Special Needs of Students With Disabilities

Introduction

The institution of education is an indispensable source of improvement within society, as it helps young people shape their new ideas and bring them into reality. It serves to help learners discover and attain their full capacities to then obtain a position warranted by their innate talent. Educational ethics constitute a framework of standards for judging conduct and ensuring the protection of freedom to learn (Litwack, 2003). The two primary principles of educational ethics for teachers include commitment to the students and commitment to the profession. Each student has the potential of becoming a valuable, useful, and respected member of society. The purpose of the code of ethics is to help every student to achieve that goal (Litwack, 2003).

However, in some educational institutions, students with disabilities are being neglected. Some teachers fail to provide the appropriate accommodations and modifications to assist these students. While the reasons for such negligence differ, these actions compromise fairness and undermine the integrity of the profession.

The Assumptions at the Heart of the Dilemma

The major assumptions behind the issue of the failure to accommodate students with disabilities in the classroom can be classified into some major groups: the lack of training and knowledge; the lack of experience; the lack of support, time, and resources to meet the needs of students with disabilities; conscientious objections to the practice.

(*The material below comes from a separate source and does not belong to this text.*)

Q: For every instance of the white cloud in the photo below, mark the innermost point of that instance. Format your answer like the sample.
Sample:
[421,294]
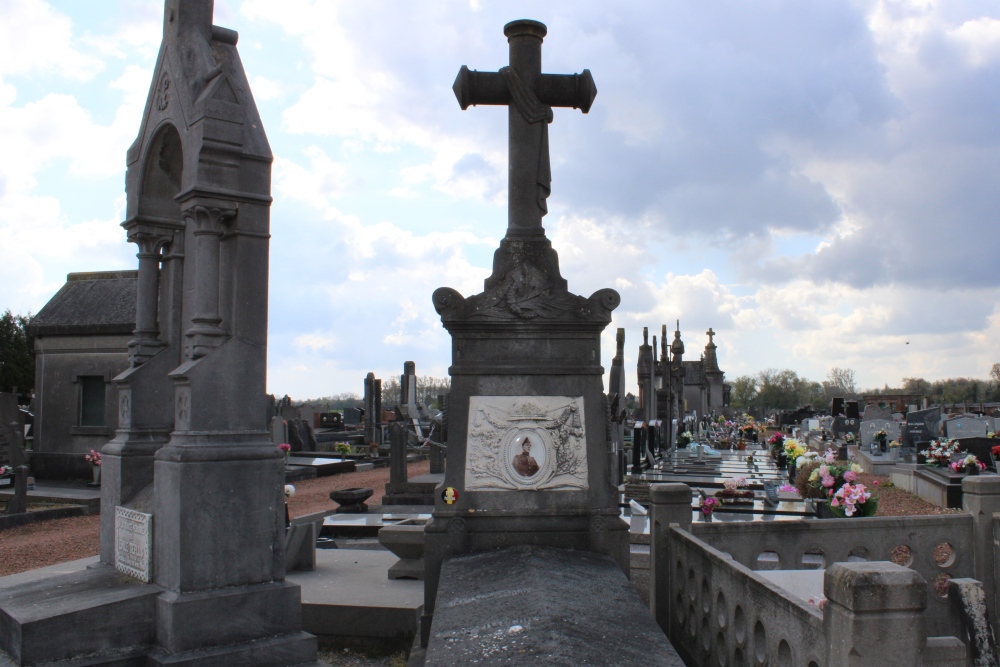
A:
[35,38]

The lack of training and knowledge comes at the forefront of most researches that is dedicated to the subject of decreased academic performance in students with disabilities. According to Moriarty (2007), various barriers impede teachers’ creation of an encouraging learning environment for all students and make them hesitant to make accommodations and modifications. In particular, the lack of an inclusive mindset and lack of knowledge about pedagogy or limited knowledge of practical strategies that students need, which reflect low willingness reflectors to assist students with disabilities. Many teachers cannot comprehend that such students have special needs and require an individual approach that can be accomplished via modifications and accommodations (Moriarty, 2007). In the instances when they do apply certain techniques and programs to try to help students with disabilities, these tools are often used improperly. These research findings demonstrate that even though inclusive pedagogy is regarded as the key strategy across countries to involve students with disability in general disabilities environment, educators’ beliefs, knowledge, and accessibility of multimodal teaching tools identify inclusivity.

Moreover, the lack of time plays an important part in causing the object of the ethical dilemma. Westwood and Graham (2003) conducted a survey of teachers that found teachers are worried about time constraints, handling the demands of consistently providing modification and additional supervision for a single student, and balancing the time spent on one special needs child with the demands of the other students in the classroom. Therefore, lack of time leads teachers to ignore to meet the needs of students with disabilities.

Another assumption is a lack of inter-professional collaboration promotion between generalist and special education teachers. Fuchs (2010) discovered that general education teachers did not believe that they received sufficient support from other parties, particularly school administration and special education support staff. In general, there were inequalities in the assignment of duties between the two different educator types that led to tensions and power struggles. As a result, generalist teachers often reject the use of administrative resources if they see doing so as unproductive. So, the negative attitudes towards teaching students with disabilities are frequently due to a lack of support from the administration in the areas of collaboration and planning time and shared duties with the special education staff. (Fuchs, 2010).

The last assumption revolves around conscious opposition to inclusivity and the focus on disabled individuals during the classroom (Brandes & Crowson, 2014, Zhang et al., 2010). Historically, the teaching community was not positive about working with students with special needs. Some teachers believe that student with disabilities is not teachable or succeed as much as other students. Personal beliefs of teachers regarding the education of students with disabilities are the important factor that affects their willingness to provide accommodations for students with disabilities in the classroom (Zhang et al., 2010).